Published on: February 14, 2011

            We’ve all seen them in the newspaper.  Legal notices with print so small your head hurts trying to read them.  Ironically, the people who actually read those notices can cause even bigger headaches, especially for litigants in real estate matters.

            Take a recent case from the Massachusetts Appeals Court, RJR Para Corp. v. Pond, 78 Mass. App. Ct. 362 (2010), for example.  The plaintiff sued in the Land Court to establish a claim of adverse possession to a certain parcel in Medway and Milford.  The record owner of that land was Metcalf F. Pond, who had acquired it in 1888.

            Assuming that Mr. Pond had died, and based on the plaintiff’s “diligent efforts” to locate other persons who might have an interest in the land, the plaintiff obtained court approval to give notice of its claim by publication.

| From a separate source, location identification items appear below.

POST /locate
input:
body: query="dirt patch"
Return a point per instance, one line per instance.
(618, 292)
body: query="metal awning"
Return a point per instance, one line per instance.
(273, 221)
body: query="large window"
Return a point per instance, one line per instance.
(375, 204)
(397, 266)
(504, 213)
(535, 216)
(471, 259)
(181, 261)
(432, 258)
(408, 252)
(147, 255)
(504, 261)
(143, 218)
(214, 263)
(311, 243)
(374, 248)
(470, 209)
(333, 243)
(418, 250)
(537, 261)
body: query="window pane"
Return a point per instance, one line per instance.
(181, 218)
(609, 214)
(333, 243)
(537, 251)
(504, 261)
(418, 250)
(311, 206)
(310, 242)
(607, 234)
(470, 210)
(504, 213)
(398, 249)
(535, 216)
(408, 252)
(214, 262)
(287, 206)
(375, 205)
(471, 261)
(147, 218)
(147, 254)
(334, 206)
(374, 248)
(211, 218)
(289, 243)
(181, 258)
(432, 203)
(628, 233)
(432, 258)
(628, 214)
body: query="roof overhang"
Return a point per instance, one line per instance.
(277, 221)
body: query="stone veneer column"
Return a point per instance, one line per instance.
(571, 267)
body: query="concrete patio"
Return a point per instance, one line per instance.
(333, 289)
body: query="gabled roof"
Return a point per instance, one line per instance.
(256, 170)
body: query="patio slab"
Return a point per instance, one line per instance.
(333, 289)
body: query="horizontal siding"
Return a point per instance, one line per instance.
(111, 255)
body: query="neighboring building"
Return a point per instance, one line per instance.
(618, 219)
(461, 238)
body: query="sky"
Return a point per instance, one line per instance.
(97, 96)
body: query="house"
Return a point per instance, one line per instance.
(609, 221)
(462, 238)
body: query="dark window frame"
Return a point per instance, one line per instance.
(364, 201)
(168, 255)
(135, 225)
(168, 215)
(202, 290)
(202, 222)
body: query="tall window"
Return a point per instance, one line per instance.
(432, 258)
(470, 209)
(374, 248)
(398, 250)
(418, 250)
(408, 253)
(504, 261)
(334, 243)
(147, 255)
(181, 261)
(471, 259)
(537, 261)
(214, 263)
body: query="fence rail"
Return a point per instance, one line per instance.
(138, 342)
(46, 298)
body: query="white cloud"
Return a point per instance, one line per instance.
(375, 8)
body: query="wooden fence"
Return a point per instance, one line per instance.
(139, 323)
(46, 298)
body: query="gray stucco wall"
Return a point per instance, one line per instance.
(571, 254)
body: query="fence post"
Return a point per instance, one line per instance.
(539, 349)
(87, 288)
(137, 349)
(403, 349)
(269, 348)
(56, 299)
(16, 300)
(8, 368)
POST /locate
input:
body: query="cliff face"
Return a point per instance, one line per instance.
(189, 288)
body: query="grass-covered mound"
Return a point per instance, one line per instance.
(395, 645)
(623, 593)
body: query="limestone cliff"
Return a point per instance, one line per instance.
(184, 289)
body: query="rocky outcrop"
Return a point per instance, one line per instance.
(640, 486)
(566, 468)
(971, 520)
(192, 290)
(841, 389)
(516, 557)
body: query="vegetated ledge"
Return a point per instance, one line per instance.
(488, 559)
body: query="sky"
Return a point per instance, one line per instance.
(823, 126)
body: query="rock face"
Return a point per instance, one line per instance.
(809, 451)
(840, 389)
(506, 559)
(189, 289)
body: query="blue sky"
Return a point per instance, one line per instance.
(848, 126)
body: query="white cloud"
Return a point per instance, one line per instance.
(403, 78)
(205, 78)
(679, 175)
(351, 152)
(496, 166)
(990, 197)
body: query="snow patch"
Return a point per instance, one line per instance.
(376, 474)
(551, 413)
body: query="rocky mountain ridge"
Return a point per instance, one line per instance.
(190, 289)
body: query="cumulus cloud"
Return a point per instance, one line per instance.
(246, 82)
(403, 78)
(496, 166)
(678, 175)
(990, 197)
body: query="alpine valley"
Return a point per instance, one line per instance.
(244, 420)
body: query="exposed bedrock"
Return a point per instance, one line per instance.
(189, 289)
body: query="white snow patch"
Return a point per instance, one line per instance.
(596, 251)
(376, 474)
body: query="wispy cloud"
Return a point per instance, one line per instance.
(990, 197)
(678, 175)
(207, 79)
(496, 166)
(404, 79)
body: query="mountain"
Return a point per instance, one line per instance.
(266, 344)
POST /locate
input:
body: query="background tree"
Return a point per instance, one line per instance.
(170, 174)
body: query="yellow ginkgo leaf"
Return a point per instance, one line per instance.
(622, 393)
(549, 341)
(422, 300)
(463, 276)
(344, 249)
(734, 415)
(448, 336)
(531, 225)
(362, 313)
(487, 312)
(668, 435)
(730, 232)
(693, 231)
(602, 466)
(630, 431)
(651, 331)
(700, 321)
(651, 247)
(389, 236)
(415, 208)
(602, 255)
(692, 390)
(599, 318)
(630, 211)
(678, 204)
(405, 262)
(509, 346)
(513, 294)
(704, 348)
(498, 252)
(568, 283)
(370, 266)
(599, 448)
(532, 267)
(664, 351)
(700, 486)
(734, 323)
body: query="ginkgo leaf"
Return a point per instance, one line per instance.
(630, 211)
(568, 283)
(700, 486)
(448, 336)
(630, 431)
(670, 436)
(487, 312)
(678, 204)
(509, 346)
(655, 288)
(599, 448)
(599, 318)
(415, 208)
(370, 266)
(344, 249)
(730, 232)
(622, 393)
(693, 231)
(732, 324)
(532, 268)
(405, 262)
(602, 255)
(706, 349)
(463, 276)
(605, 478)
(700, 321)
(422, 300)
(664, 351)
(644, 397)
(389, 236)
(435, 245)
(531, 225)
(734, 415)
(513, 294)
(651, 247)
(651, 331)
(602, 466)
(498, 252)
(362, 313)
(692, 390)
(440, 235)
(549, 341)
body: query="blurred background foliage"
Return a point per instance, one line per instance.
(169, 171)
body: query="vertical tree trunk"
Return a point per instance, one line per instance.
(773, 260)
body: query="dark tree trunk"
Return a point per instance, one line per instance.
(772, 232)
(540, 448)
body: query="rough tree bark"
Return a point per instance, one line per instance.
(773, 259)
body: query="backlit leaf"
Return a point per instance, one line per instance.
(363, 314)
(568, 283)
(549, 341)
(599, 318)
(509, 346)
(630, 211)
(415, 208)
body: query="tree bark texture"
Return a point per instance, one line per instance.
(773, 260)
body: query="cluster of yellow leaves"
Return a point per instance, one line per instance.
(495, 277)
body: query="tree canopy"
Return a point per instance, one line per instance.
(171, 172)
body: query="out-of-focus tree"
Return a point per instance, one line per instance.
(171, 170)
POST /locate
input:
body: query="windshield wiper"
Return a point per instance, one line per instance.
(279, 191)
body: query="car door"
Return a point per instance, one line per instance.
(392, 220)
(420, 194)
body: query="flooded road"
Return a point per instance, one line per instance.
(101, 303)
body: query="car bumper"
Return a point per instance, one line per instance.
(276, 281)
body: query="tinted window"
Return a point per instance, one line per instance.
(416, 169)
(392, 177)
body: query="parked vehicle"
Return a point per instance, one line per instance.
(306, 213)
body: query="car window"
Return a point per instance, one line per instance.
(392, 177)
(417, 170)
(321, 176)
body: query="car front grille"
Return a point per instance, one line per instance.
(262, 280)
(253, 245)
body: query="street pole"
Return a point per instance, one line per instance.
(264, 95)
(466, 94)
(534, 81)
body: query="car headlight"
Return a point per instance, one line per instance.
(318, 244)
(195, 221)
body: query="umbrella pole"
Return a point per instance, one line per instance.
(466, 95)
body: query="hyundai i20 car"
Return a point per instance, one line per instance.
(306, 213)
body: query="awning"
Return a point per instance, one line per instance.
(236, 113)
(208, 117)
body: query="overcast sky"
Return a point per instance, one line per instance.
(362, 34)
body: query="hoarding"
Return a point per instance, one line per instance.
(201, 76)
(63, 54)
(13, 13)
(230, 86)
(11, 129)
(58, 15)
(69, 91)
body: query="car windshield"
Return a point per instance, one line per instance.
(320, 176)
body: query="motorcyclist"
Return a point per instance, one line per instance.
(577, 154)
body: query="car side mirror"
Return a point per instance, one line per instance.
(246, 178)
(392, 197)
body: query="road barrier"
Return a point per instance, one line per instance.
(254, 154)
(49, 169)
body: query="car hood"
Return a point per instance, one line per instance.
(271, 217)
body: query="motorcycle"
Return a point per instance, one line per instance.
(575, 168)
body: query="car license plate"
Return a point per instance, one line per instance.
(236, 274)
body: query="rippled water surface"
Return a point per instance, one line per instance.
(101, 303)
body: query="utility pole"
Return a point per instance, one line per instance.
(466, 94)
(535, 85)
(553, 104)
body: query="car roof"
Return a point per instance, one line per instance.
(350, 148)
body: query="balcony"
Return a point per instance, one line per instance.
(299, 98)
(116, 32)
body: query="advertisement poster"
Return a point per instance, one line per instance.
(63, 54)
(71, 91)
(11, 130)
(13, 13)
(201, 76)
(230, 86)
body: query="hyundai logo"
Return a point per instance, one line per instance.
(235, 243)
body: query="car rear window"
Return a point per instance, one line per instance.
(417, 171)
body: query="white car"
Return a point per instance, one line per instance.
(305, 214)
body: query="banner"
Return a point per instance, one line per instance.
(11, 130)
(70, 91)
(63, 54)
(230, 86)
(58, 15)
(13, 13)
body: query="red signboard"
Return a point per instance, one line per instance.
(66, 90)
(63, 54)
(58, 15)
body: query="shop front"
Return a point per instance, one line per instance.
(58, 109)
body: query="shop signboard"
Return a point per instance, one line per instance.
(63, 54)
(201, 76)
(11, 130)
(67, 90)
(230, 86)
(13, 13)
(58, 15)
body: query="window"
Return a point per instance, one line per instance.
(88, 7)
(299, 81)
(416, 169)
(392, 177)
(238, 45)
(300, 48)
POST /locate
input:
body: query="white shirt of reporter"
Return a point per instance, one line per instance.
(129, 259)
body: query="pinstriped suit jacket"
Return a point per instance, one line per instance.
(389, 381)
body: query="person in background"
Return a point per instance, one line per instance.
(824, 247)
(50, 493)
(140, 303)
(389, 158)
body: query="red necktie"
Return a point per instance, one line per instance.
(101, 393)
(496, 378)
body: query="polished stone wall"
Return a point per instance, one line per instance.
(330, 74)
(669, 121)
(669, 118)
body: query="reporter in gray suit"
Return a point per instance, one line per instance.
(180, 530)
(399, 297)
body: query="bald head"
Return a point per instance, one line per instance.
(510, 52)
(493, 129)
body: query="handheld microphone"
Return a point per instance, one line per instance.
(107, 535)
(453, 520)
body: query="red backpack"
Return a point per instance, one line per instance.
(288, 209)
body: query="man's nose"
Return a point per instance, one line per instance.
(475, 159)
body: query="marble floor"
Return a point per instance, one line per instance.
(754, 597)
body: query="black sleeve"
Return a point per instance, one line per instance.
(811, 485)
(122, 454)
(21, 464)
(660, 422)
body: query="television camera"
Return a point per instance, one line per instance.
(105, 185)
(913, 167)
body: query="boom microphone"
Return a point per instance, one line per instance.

            No one answered, and the plaintiff got a default judgment.  Big win for the plaintiff, right?  Not exactly.  Apparently, the plaintiff’s “diligent efforts” were not diligent enough.  Although the plaintiff discovered that Mr. Pond had a wife, the plaintiff either did not pursue or did not discover any further information concerning whether Mr. Pond had any heirs who might have an interest in his neck of the woods.

            Enter Edward W. Gately, whom the Court impliedly likened to a “bounty hunter in troubled titles”.  Mr. Gately discovered that the Ponds had a daughter and grandchildren who had families of their own.  The Ponds’ grandson had a widow, Viola Payson, who assigned her interest in the property to Mr. Gately for $1,000.00.  Mr. Gately sought to intervene to vindicate the interest he purchased from Viola Payson.  Other heirs of Mr. Pond intervened on their own to seek relief from the default judgment, and assert that their interests had been foreclosed without due process by reason of inadequate notice to them.

            Land Court Judge Keith C. Long allowed the other heirs to intervene but denied Mr. Gately’s motion, based upon his lack of standing.  Mr. Gately appealed and the Appeals Court reversed, ruling that since Ms. Payson could have intervened in her own right, there was no reason why Mr. Gately, as assignee of Ms. Payson’s rights, may not stand in her shoes.  The Appeals Court reversed the order denying Mr. Gately’s motion to intervene and remanded the matter to the Land Court for further proceedings.

            What does this mean going forward?  While it is evident that the plaintiff took shortcuts, whether intentionally or inadvertently, in seeking to establish its claim to Mr. Pond’s land by adverse possession, the plaintiff may still be able to prove its claim, so long as it can establish all of the elements of adverse possession.

            The plaintiff in this case, and plaintiffs in similar cases, should undertake their best efforts to name everyone who could possibly be uncovered who might have an interest in the land that is sought by adverse possession.  Otherwise, as has happened here, additional people may come out of the woodwork after the fact, and be able to vacate a default judgment.  Litigants in these situations need to be confident that the title they are acquiring will be marketable, such that a title insurer would be willing to write a policy on such property.

            Additionally, it is clear that the Appeals Court rejects the notion that claims by bounty hunters in troubled titles who discover and pursue long-dormant property interests held by heirs of the record owner are somehow illegitimate.  Accordingly, litigants who seek to press valid claims of adverse possession against someone else’s forgotten land should prepare for the possibility that a random person may show up out of the blue and expect to be paid off.